Tekrar o sessiz yürüyüşümüze başlamıştık. Nefes alıp verişimiz bile duyulmuyordu. O kadar sessizdi ki ağaçlardan düşen yaprağın sesini bile duyabiliyordum. Bir de Bella hızlı bir şekilde atan kalbinin sesini. Şu an burada olmamın en iyi tarafı Bella'yla olmamdı. Uzun uzun ona bakarken beni fark etti ve elimi tuttu. İşte o zaman benim kalbim daha hızlı atmaya başladı. El ele tutuşup karanlık bir ormanda yürüyorduk. Bu duruma rağmen bile hayatımın en güzel şeyiydi bu.
Uzun uzun yürüdükten sonra uzaktan bir su sesi duymaya başladım. Sadece ben değil hepimiz duymuştuk o sesi. Yönümüzü sesin geldiği tarafa değiştirdik. Bir iki saat yürüdükten sonra önümüze kocaman bir şelale çıktı. Bu muhteşem bir şeydi. Böyle bir adada böyle güzel bir şey bulmak hepimizi sevindirmişti. Hepimiz susuzluktan ölmüştük. Hemen suya atladık. Suyumuzu içtikten sonra tekrar ben, James ve Jack odun toplamak için ayrıldık. Fazla geçmeden geri geldik ve ateşi yaktık. Dün akşamki gibi ateşin etrafında toplanmadık.

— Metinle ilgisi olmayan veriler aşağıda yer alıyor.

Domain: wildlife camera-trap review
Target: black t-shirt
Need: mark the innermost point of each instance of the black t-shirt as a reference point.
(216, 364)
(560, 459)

Galiba herkes Annis'in ölümünü aklından atamamıştı. Fazla geçmeden de uyuduk.
Birden irkilerek uyandım. Kalktığımda güneş tamamen doğmamıştı ama etraf biraz da olsa aydınlıktı. Dönüp Bella'ya baktım. O hala uyuyordu. Tuvalete gitmek için biraz uzaklaştım. İlerdeki ağaçların arkasına giderken yerde bir şey gördüm. Su gibi bir şey. Ormana doğru devam ediyordu. İzi takip ettim. Ormana girdim ve üç adım sonra iz kayboldu. Etrafa bakındım ama bir şey göremedim. Tam geri dönüyordum ama gözüme bir şey takıldı. Ağacın arkasına baktım. Lanet olsun. Bu da neydi böyle. Bir ceset. Hem de kafası bedeninden ayrılmış bir ceset. Ne yapacağımı şaşırdım. Korkudan tüylerim diken diken oldu. Hemen geri dönüp diğerlerini uyarmalıydım. Tabi başkası için çok geç olmadıysa.
ŞİMDİ OKUDUĞUN
Peşimizdeki Katil
Gizem / GerilimBir yanda geçmişi unutmayan bir adam. Ona yapılan haksızlıkların öcünü almak için yanıp tutuşan bir katil. Onu kimse durduramaz. Çünkü o ona bunları yapanları öldürmek için 15 yıl beklemiş. Diğer bir yanda ise bu gözü dönmüş ve kana susamış adamdan...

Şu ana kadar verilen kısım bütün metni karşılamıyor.